Israeli Deputy Prime Minister Moshe Yaalon, who's also minister for strategic affairs, hinted Monday that Israel was involved in the Flame attacks that in April targeted Iran's oil industry, already battered by international sanctions, as well as computers in Saudi Arabia, the Israeli-occupied West Bank, Sudan and Egypt.
"Anyone who sees the Iranian nuclear threat as a significant threat," he said in Tel Aviv, will find "it's reasonable to take various steps, including these, to hobble it.
"Israel is blessed as a country rich in high-tech and these tools that we take pride in open up all kinds of opportunities for us."
Israeli Prime Minister Binyamin Netanyahu set up a National Cybernetic Task Force in July 2011 tasked with developing defenses to protect the country's strategic infrastructure from Internet-based attacks.
The following month, Israel's military establishment formed a cyberdefense command within the C4I Directorate -- command, control, communications, computers and intelligence -- under an army colonel who formerly headed Matzov, the Hebrew acronym for the Center for Encryption and Information Security.
At the center of this highly classified network is Unit 8200 of Military Intelligence, a super-secret signals intelligence and codebreaking unit that's understood to have been given responsibility for all the Jewish state's cyberwar capabilities.

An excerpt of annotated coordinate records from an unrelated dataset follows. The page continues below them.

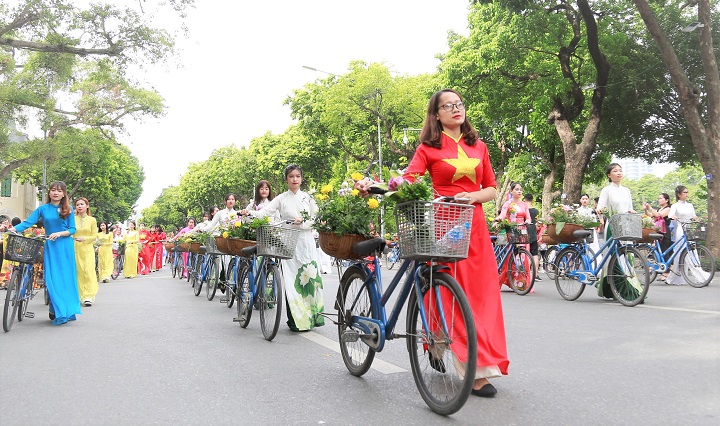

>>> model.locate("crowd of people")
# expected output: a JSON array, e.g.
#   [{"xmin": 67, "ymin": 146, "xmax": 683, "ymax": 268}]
[{"xmin": 0, "ymin": 89, "xmax": 695, "ymax": 397}]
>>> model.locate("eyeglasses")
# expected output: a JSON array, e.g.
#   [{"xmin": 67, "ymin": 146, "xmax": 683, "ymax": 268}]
[{"xmin": 438, "ymin": 102, "xmax": 465, "ymax": 112}]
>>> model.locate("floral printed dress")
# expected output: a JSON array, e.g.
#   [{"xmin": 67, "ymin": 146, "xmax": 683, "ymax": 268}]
[{"xmin": 250, "ymin": 191, "xmax": 325, "ymax": 331}]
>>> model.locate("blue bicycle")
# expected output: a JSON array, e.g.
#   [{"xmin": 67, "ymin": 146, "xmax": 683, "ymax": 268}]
[
  {"xmin": 637, "ymin": 222, "xmax": 715, "ymax": 288},
  {"xmin": 3, "ymin": 232, "xmax": 44, "ymax": 333},
  {"xmin": 335, "ymin": 199, "xmax": 477, "ymax": 415},
  {"xmin": 554, "ymin": 214, "xmax": 650, "ymax": 306},
  {"xmin": 233, "ymin": 224, "xmax": 299, "ymax": 341}
]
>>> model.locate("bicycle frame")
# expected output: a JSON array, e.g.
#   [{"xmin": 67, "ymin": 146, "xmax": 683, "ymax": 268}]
[{"xmin": 350, "ymin": 256, "xmax": 448, "ymax": 352}]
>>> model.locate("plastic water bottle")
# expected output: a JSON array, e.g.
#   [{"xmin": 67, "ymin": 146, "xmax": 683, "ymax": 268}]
[{"xmin": 438, "ymin": 222, "xmax": 470, "ymax": 249}]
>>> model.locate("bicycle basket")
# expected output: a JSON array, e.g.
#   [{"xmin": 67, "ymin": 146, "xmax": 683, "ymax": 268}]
[
  {"xmin": 507, "ymin": 225, "xmax": 537, "ymax": 244},
  {"xmin": 683, "ymin": 222, "xmax": 707, "ymax": 241},
  {"xmin": 395, "ymin": 201, "xmax": 475, "ymax": 261},
  {"xmin": 257, "ymin": 225, "xmax": 300, "ymax": 259},
  {"xmin": 5, "ymin": 233, "xmax": 43, "ymax": 263},
  {"xmin": 610, "ymin": 213, "xmax": 642, "ymax": 241}
]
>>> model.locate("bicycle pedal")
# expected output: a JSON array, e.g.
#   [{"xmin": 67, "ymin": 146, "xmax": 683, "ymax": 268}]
[{"xmin": 340, "ymin": 330, "xmax": 360, "ymax": 343}]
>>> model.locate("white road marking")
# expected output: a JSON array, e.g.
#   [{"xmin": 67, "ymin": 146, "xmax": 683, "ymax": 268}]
[
  {"xmin": 635, "ymin": 305, "xmax": 720, "ymax": 315},
  {"xmin": 300, "ymin": 331, "xmax": 407, "ymax": 374}
]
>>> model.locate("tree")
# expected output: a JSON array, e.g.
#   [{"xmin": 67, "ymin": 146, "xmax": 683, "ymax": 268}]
[
  {"xmin": 10, "ymin": 128, "xmax": 145, "ymax": 222},
  {"xmin": 0, "ymin": 0, "xmax": 193, "ymax": 178},
  {"xmin": 633, "ymin": 0, "xmax": 720, "ymax": 257}
]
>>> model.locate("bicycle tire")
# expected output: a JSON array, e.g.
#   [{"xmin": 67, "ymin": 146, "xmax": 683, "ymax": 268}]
[
  {"xmin": 188, "ymin": 264, "xmax": 202, "ymax": 296},
  {"xmin": 258, "ymin": 264, "xmax": 283, "ymax": 341},
  {"xmin": 205, "ymin": 256, "xmax": 220, "ymax": 301},
  {"xmin": 507, "ymin": 247, "xmax": 537, "ymax": 296},
  {"xmin": 543, "ymin": 246, "xmax": 560, "ymax": 280},
  {"xmin": 406, "ymin": 272, "xmax": 477, "ymax": 415},
  {"xmin": 548, "ymin": 247, "xmax": 585, "ymax": 301},
  {"xmin": 237, "ymin": 265, "xmax": 253, "ymax": 328},
  {"xmin": 110, "ymin": 256, "xmax": 120, "ymax": 280},
  {"xmin": 3, "ymin": 268, "xmax": 20, "ymax": 333},
  {"xmin": 679, "ymin": 243, "xmax": 715, "ymax": 288},
  {"xmin": 335, "ymin": 266, "xmax": 375, "ymax": 377},
  {"xmin": 635, "ymin": 244, "xmax": 659, "ymax": 283},
  {"xmin": 607, "ymin": 246, "xmax": 650, "ymax": 307},
  {"xmin": 225, "ymin": 257, "xmax": 240, "ymax": 309}
]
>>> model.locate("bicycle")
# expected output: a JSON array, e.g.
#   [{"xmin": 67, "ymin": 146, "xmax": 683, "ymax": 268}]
[
  {"xmin": 333, "ymin": 197, "xmax": 477, "ymax": 415},
  {"xmin": 491, "ymin": 224, "xmax": 537, "ymax": 296},
  {"xmin": 3, "ymin": 232, "xmax": 45, "ymax": 333},
  {"xmin": 554, "ymin": 213, "xmax": 650, "ymax": 306},
  {"xmin": 110, "ymin": 244, "xmax": 126, "ymax": 280},
  {"xmin": 233, "ymin": 221, "xmax": 300, "ymax": 341},
  {"xmin": 637, "ymin": 221, "xmax": 715, "ymax": 288}
]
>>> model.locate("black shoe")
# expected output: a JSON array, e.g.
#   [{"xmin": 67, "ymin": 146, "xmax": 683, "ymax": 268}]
[
  {"xmin": 471, "ymin": 383, "xmax": 497, "ymax": 398},
  {"xmin": 428, "ymin": 352, "xmax": 445, "ymax": 373}
]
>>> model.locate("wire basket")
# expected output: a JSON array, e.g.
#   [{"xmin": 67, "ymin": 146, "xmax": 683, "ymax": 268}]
[
  {"xmin": 610, "ymin": 213, "xmax": 642, "ymax": 241},
  {"xmin": 395, "ymin": 201, "xmax": 475, "ymax": 262},
  {"xmin": 5, "ymin": 233, "xmax": 43, "ymax": 263},
  {"xmin": 683, "ymin": 222, "xmax": 707, "ymax": 241},
  {"xmin": 257, "ymin": 225, "xmax": 300, "ymax": 259}
]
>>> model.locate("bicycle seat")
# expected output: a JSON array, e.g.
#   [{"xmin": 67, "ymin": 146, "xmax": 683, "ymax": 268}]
[
  {"xmin": 353, "ymin": 238, "xmax": 385, "ymax": 256},
  {"xmin": 573, "ymin": 229, "xmax": 592, "ymax": 239}
]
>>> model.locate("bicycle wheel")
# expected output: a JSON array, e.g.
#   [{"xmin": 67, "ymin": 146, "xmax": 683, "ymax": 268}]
[
  {"xmin": 635, "ymin": 244, "xmax": 659, "ymax": 282},
  {"xmin": 607, "ymin": 246, "xmax": 650, "ymax": 306},
  {"xmin": 680, "ymin": 243, "xmax": 715, "ymax": 288},
  {"xmin": 205, "ymin": 256, "xmax": 220, "ymax": 300},
  {"xmin": 335, "ymin": 267, "xmax": 375, "ymax": 377},
  {"xmin": 508, "ymin": 247, "xmax": 537, "ymax": 296},
  {"xmin": 3, "ymin": 268, "xmax": 21, "ymax": 333},
  {"xmin": 110, "ymin": 256, "xmax": 120, "ymax": 280},
  {"xmin": 258, "ymin": 264, "xmax": 282, "ymax": 341},
  {"xmin": 543, "ymin": 246, "xmax": 560, "ymax": 280},
  {"xmin": 225, "ymin": 257, "xmax": 240, "ymax": 308},
  {"xmin": 237, "ymin": 265, "xmax": 252, "ymax": 328},
  {"xmin": 406, "ymin": 272, "xmax": 477, "ymax": 415},
  {"xmin": 548, "ymin": 247, "xmax": 585, "ymax": 301}
]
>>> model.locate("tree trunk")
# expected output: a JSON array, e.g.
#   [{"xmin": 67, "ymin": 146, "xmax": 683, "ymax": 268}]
[{"xmin": 633, "ymin": 0, "xmax": 720, "ymax": 258}]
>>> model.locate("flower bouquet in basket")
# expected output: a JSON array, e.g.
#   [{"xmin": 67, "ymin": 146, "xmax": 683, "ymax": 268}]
[
  {"xmin": 547, "ymin": 204, "xmax": 600, "ymax": 244},
  {"xmin": 215, "ymin": 217, "xmax": 270, "ymax": 256},
  {"xmin": 313, "ymin": 173, "xmax": 380, "ymax": 259}
]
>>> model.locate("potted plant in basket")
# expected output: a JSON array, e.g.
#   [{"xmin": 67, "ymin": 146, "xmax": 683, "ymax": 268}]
[
  {"xmin": 547, "ymin": 204, "xmax": 600, "ymax": 244},
  {"xmin": 313, "ymin": 173, "xmax": 380, "ymax": 259}
]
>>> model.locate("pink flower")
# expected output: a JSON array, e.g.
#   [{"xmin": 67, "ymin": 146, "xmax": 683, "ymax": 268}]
[{"xmin": 388, "ymin": 176, "xmax": 405, "ymax": 191}]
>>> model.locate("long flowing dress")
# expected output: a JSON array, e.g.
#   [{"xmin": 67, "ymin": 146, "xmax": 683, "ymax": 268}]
[
  {"xmin": 250, "ymin": 190, "xmax": 325, "ymax": 331},
  {"xmin": 15, "ymin": 203, "xmax": 81, "ymax": 325},
  {"xmin": 597, "ymin": 182, "xmax": 642, "ymax": 299},
  {"xmin": 665, "ymin": 201, "xmax": 708, "ymax": 285},
  {"xmin": 75, "ymin": 215, "xmax": 98, "ymax": 302},
  {"xmin": 123, "ymin": 230, "xmax": 140, "ymax": 278},
  {"xmin": 496, "ymin": 199, "xmax": 533, "ymax": 287},
  {"xmin": 97, "ymin": 232, "xmax": 113, "ymax": 281},
  {"xmin": 405, "ymin": 132, "xmax": 510, "ymax": 378}
]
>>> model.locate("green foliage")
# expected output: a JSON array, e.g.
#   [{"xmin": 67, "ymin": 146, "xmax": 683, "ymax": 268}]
[{"xmin": 313, "ymin": 181, "xmax": 380, "ymax": 237}]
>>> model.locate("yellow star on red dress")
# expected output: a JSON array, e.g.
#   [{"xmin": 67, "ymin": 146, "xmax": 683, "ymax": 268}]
[{"xmin": 443, "ymin": 145, "xmax": 480, "ymax": 183}]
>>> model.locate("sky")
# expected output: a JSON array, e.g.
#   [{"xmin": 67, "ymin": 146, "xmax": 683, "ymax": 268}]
[{"xmin": 114, "ymin": 0, "xmax": 469, "ymax": 213}]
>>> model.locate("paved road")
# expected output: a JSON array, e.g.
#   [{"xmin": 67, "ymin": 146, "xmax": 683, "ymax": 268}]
[{"xmin": 0, "ymin": 264, "xmax": 720, "ymax": 425}]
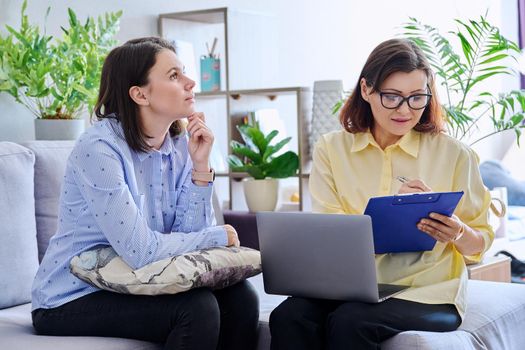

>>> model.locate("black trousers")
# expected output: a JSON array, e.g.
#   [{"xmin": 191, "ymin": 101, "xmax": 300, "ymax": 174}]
[
  {"xmin": 32, "ymin": 281, "xmax": 259, "ymax": 350},
  {"xmin": 270, "ymin": 297, "xmax": 461, "ymax": 350}
]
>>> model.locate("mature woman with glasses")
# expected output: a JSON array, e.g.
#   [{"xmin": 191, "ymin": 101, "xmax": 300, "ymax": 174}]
[{"xmin": 270, "ymin": 39, "xmax": 494, "ymax": 350}]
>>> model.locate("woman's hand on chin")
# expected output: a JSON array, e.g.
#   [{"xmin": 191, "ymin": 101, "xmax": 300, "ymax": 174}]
[{"xmin": 186, "ymin": 112, "xmax": 214, "ymax": 171}]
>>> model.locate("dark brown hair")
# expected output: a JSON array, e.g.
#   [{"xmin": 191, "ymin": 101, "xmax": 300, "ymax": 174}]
[
  {"xmin": 95, "ymin": 37, "xmax": 182, "ymax": 152},
  {"xmin": 339, "ymin": 39, "xmax": 444, "ymax": 134}
]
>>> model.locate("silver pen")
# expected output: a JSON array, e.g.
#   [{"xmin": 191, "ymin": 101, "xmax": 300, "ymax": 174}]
[{"xmin": 396, "ymin": 176, "xmax": 410, "ymax": 184}]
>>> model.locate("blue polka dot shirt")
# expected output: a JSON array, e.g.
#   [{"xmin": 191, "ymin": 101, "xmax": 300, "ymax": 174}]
[{"xmin": 32, "ymin": 119, "xmax": 228, "ymax": 310}]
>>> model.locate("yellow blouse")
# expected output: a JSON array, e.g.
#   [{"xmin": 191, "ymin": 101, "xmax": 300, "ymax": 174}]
[{"xmin": 309, "ymin": 130, "xmax": 494, "ymax": 318}]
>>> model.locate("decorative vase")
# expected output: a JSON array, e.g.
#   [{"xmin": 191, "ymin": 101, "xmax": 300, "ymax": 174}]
[
  {"xmin": 243, "ymin": 178, "xmax": 279, "ymax": 212},
  {"xmin": 35, "ymin": 119, "xmax": 85, "ymax": 140},
  {"xmin": 310, "ymin": 80, "xmax": 343, "ymax": 151}
]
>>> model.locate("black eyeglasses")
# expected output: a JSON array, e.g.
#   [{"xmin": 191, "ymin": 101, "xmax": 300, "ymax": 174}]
[{"xmin": 379, "ymin": 92, "xmax": 432, "ymax": 110}]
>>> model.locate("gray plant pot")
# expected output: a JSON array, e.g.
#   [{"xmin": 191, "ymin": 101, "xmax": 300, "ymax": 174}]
[{"xmin": 35, "ymin": 119, "xmax": 85, "ymax": 140}]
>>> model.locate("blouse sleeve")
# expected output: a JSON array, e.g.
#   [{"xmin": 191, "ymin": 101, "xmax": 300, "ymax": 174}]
[
  {"xmin": 453, "ymin": 149, "xmax": 494, "ymax": 263},
  {"xmin": 309, "ymin": 137, "xmax": 345, "ymax": 214}
]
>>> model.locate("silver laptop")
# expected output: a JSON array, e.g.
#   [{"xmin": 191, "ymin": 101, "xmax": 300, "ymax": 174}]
[{"xmin": 256, "ymin": 212, "xmax": 408, "ymax": 303}]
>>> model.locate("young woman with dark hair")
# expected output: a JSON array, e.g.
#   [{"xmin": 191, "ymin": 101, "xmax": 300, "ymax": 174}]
[
  {"xmin": 32, "ymin": 38, "xmax": 258, "ymax": 350},
  {"xmin": 270, "ymin": 39, "xmax": 494, "ymax": 350}
]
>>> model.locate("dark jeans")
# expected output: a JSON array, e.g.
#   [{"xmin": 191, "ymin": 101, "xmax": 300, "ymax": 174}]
[
  {"xmin": 270, "ymin": 297, "xmax": 461, "ymax": 350},
  {"xmin": 32, "ymin": 281, "xmax": 259, "ymax": 350}
]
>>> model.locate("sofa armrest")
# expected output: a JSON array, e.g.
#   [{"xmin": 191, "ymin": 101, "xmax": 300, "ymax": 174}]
[{"xmin": 224, "ymin": 210, "xmax": 259, "ymax": 250}]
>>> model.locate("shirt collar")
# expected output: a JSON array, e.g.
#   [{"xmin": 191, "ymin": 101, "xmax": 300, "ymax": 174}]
[
  {"xmin": 138, "ymin": 134, "xmax": 174, "ymax": 162},
  {"xmin": 350, "ymin": 130, "xmax": 421, "ymax": 158}
]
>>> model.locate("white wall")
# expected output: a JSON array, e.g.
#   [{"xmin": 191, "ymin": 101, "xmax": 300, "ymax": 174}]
[{"xmin": 0, "ymin": 0, "xmax": 517, "ymax": 156}]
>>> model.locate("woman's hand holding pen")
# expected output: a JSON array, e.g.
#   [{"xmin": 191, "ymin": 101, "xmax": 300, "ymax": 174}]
[
  {"xmin": 396, "ymin": 176, "xmax": 466, "ymax": 243},
  {"xmin": 186, "ymin": 112, "xmax": 214, "ymax": 172}
]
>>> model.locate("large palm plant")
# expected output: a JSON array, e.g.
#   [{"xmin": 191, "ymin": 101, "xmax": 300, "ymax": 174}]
[{"xmin": 403, "ymin": 15, "xmax": 525, "ymax": 145}]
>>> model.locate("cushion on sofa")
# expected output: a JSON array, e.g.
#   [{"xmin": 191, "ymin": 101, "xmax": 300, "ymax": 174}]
[
  {"xmin": 23, "ymin": 141, "xmax": 75, "ymax": 261},
  {"xmin": 382, "ymin": 280, "xmax": 525, "ymax": 350},
  {"xmin": 0, "ymin": 142, "xmax": 38, "ymax": 309},
  {"xmin": 71, "ymin": 247, "xmax": 261, "ymax": 295}
]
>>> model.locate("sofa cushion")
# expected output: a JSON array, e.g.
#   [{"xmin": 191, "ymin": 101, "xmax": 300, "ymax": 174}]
[
  {"xmin": 0, "ymin": 142, "xmax": 38, "ymax": 309},
  {"xmin": 71, "ymin": 247, "xmax": 261, "ymax": 295},
  {"xmin": 22, "ymin": 141, "xmax": 75, "ymax": 261}
]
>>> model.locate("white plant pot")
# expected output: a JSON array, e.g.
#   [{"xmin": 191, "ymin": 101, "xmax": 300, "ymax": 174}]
[
  {"xmin": 243, "ymin": 178, "xmax": 279, "ymax": 212},
  {"xmin": 35, "ymin": 119, "xmax": 85, "ymax": 140}
]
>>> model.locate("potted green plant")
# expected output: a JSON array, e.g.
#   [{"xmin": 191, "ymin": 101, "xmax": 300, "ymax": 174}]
[
  {"xmin": 403, "ymin": 14, "xmax": 525, "ymax": 145},
  {"xmin": 0, "ymin": 1, "xmax": 122, "ymax": 139},
  {"xmin": 332, "ymin": 15, "xmax": 525, "ymax": 145},
  {"xmin": 228, "ymin": 123, "xmax": 299, "ymax": 212}
]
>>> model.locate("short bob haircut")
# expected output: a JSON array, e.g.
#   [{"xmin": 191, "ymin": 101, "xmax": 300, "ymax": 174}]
[
  {"xmin": 339, "ymin": 39, "xmax": 444, "ymax": 134},
  {"xmin": 95, "ymin": 37, "xmax": 183, "ymax": 152}
]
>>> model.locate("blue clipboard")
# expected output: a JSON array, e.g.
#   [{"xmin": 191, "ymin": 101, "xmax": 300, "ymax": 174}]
[{"xmin": 365, "ymin": 191, "xmax": 463, "ymax": 254}]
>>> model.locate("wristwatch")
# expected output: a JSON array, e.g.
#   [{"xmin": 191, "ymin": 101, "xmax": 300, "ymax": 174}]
[
  {"xmin": 191, "ymin": 169, "xmax": 215, "ymax": 182},
  {"xmin": 452, "ymin": 225, "xmax": 465, "ymax": 242}
]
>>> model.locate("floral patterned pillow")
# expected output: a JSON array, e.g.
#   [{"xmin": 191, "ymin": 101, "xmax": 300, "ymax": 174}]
[{"xmin": 70, "ymin": 247, "xmax": 261, "ymax": 295}]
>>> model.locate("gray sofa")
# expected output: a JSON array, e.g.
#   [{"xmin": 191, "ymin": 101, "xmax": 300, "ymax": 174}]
[{"xmin": 0, "ymin": 141, "xmax": 525, "ymax": 350}]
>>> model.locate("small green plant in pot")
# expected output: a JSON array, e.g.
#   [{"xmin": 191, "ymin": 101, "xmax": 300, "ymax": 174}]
[
  {"xmin": 228, "ymin": 123, "xmax": 299, "ymax": 212},
  {"xmin": 0, "ymin": 1, "xmax": 122, "ymax": 139}
]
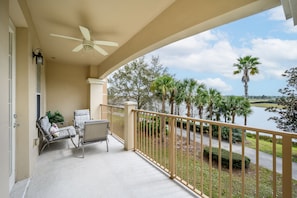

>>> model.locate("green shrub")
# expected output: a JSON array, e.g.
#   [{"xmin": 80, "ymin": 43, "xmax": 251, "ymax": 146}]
[
  {"xmin": 46, "ymin": 111, "xmax": 64, "ymax": 123},
  {"xmin": 212, "ymin": 125, "xmax": 242, "ymax": 143},
  {"xmin": 177, "ymin": 121, "xmax": 242, "ymax": 143},
  {"xmin": 203, "ymin": 147, "xmax": 251, "ymax": 169},
  {"xmin": 141, "ymin": 117, "xmax": 168, "ymax": 135}
]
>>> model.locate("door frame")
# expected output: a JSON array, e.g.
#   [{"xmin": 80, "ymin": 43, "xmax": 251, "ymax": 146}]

The Jerusalem Post reported in May 2011 that Unit 8200 was suspected of playing a key role in developing the Stuxnet worm that Tehran said in September 2010 had disrupted its nuclear program and high-value industrial facilities.
Computer experts generally agreed at the time that the mysterious Stuxnet worm, then the most sophisticated malware system ever detected, could only have been put together by the intelligence services of Israel or the United States or another combination of states.
The German newsmagazine Der Spiegel quoted sources familiar with the Stuxnet operation as insisting it was a "a blue-and-white operation … a purely Israeli operation,' referring to Israel's national colors.
The sources said a secret Israeli unit, most likely Unit 8200, was responsible for programming much of the Stuxnet code.
U.S. sources say Israel's Dimona nuclear complex in the Negev Desert south of Tel Aviv was used as a testbed for the Stuxnet virus by a U.S.-Israeli team before it was unleashed against Iran June 22, 2009.
The Iranians since then have been hit by other worms dubbed Stars and Duqu, and have apparently struck back against Israel with their own cyber weapons. In November, Israel's military and intelligence services Web sites crashed for several hours in what appeared to be cyberattack.
A few days earlier, Anonymous, a shadowy group of global hackers and online activists, had threatened to hit Israel to retaliate against its economic blockade of the Gaza Strip.
But whether or not Anonymous was responsible, the Israelis braced for Iranian cyberattacks.
Yiftach Ron-Tal, a reserve major general and chairman of the state-owned Israel Electric Co., warned: "We need to be prepared for the possibility that critical infrastructure will be paralyzed."
The Iranians are believed to have built up a sizeable cyberwarfare network to counter what they see as a concerted Israeli-U.S. effort to cripple their nuclear project through a multilayered campaign of disruption and assassination.
Kapersky Labs, the Russian Internet security company that discovered W32.Flame, says it's the most complex and sophisticated cyberweapon it's expected have come across.
"The Flame malware looks to be another phase in this war," said the group's co-founder, Eugene Kapersky.
Where the ground-breaking Stuxnet malware damaged industrial controls, the Flame virus is designed to spy and gather intelligence by stealing programs. It can even switch on microphones attached to a computer to record conversations, experts say.
"This is a fully featured spying program that's grabbing anything it can," said Orla Cox of Symantec, a leading computer security company.
We suspect there's some nation state involvement because of the funding you'd need to have behind this."